Publié le 24 septembre 2014 par Magazinenagg
Revue de livre par Gaspard Koenig via le blogue de Joanne Marcotte
La quatrième révolution Le livre à emmener en vacances, ne serait-ce que pour être sûr que personne ne vous le chipe sur la plage, c’est The Fourth Revolution, publié récemment par deux journalistes de The Economist, John Mickelthwait (rédacteur en chef) et Adrian Wooldridge. Cet essai à l’anglaise, qui mêle expériences personnelles (telle qu’une rencontre avec Milton Friedman dans un sauna californien…), interviews et culture livresque, est la réflexion la plus fine et la plus synthétique que l’on puisse lire sur les douloureuses mutations en cours dans le monde occidental.
Après l’Etat-nation du XVIIe siècle, l’Etat laisser-faire du XIXe et l’Etat-providence du XXe, nos Etats devenus obèses, insatiables et capricieux sont en crise. Voici donc venu le temps de la quatrième révolution, celle d’un Etat restreint et intelligent, concentré sur le cœur des fonctions régaliennes, favorisant l’autonomie individuelle tout en régulant les nouvelles formes de coopérations. Les ingrédients sont là, épars à travers le monde. Prenez les écoles autonomes au Royaume-Uni, la libéralisation agricole en Nouvelle-Zélande, la réforme des retraites en Suède, les « sunset clauses » (durées de péremption) attachées aux lois dans certains Etats des Etats-Unis, l’e-gouvernement au Danemark, la formation des élites en Chine, la fonction publique (réduite mais compétente et bien payée) à Singapour, et le fordisme hospitalier en Inde ; mélangez, testez, gouvernez, et vous aurez la société de demain.
Les expérimentations ne manquent pas, y compris sur le Vieux Continent, de la « big society » britannique à la « société participative » au Pays-Bas en passant par la « génération numérique » de Matteo Renzi.
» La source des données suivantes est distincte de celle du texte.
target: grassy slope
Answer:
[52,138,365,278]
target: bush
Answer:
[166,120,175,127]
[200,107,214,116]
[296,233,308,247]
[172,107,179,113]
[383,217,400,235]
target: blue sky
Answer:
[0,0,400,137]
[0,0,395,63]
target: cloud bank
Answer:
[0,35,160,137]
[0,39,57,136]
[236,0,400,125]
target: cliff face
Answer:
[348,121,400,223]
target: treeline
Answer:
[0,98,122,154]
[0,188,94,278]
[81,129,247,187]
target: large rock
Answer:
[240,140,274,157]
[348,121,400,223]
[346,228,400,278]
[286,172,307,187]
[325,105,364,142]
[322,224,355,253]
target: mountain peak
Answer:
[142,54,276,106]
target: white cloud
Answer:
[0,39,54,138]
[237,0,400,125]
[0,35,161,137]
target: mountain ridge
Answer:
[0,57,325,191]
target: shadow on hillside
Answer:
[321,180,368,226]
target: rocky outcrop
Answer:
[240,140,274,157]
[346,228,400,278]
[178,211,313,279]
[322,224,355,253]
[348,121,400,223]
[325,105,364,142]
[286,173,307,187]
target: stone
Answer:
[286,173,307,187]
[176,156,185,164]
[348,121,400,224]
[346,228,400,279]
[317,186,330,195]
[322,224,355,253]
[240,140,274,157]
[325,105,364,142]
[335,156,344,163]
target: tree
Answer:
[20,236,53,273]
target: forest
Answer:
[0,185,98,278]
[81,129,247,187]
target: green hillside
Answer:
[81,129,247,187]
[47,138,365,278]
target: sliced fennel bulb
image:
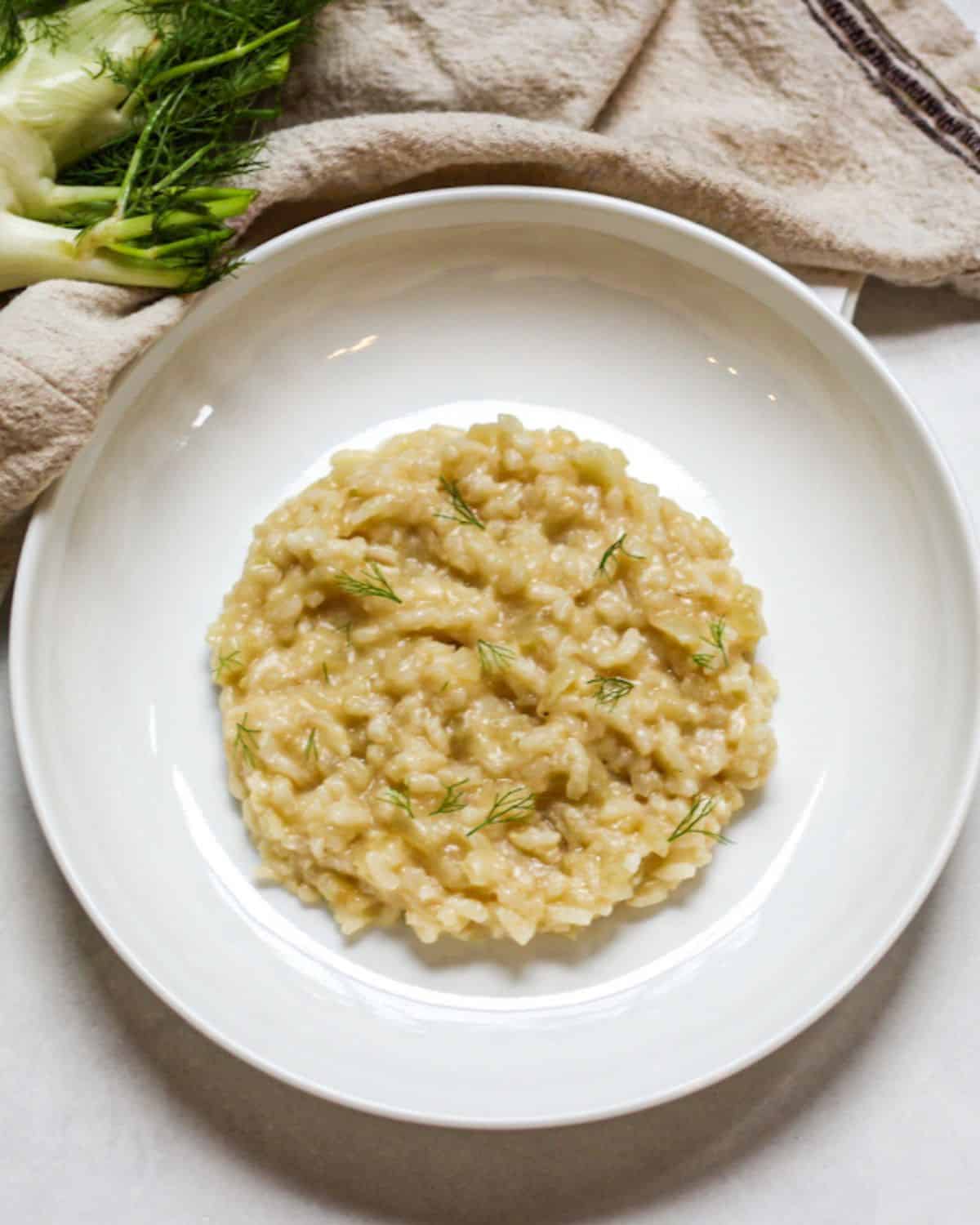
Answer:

Mais il reste encore à trouver la philosophie d’ensemble de ces transformations, tant il est vrai que ce sont les idées qui changent le monde. Celles de Hobbes, JS Mill, Beatrice Webb ou Milton Friedman, auteurs abondamment cités ; mais aussi, dois-je ajouter par patriotisme, celles de Condorcet, Tocqueville, Bastiat et Deleuze. Pour ne rien gâcher, on trouve dans The Fourth Revolution assez d’anecdotes pour désarmer les pires collectivistes. Saviez-vous que, selon Keynes lui-même, les dépenses publiques ne devraient jamais dépasser un quart du PIB ? Que Beveridge s’inquiétait d’un système d’allocations qui finirait par décourager le travail ? Que Dickens avait imaginé, dans Little Dorrit, un « bureau de la circonlocution » incarnant les pires travers de la bureaucratie ? Que le point de bascule du mouvement de réforme suédois fut la « marche des cent mille hommes d’affaires » sur le Parlement ? Le pays qui, le premier, conceptualisera et accomplira pleinement cette quatrième révolution, deviendra le référent naturel du progrès historique. Souhaitons que, après une banqueroute et quelques émeutes, ce soit la France, exécrable pour les réformes, mais généralement assez douée pour les révolutions.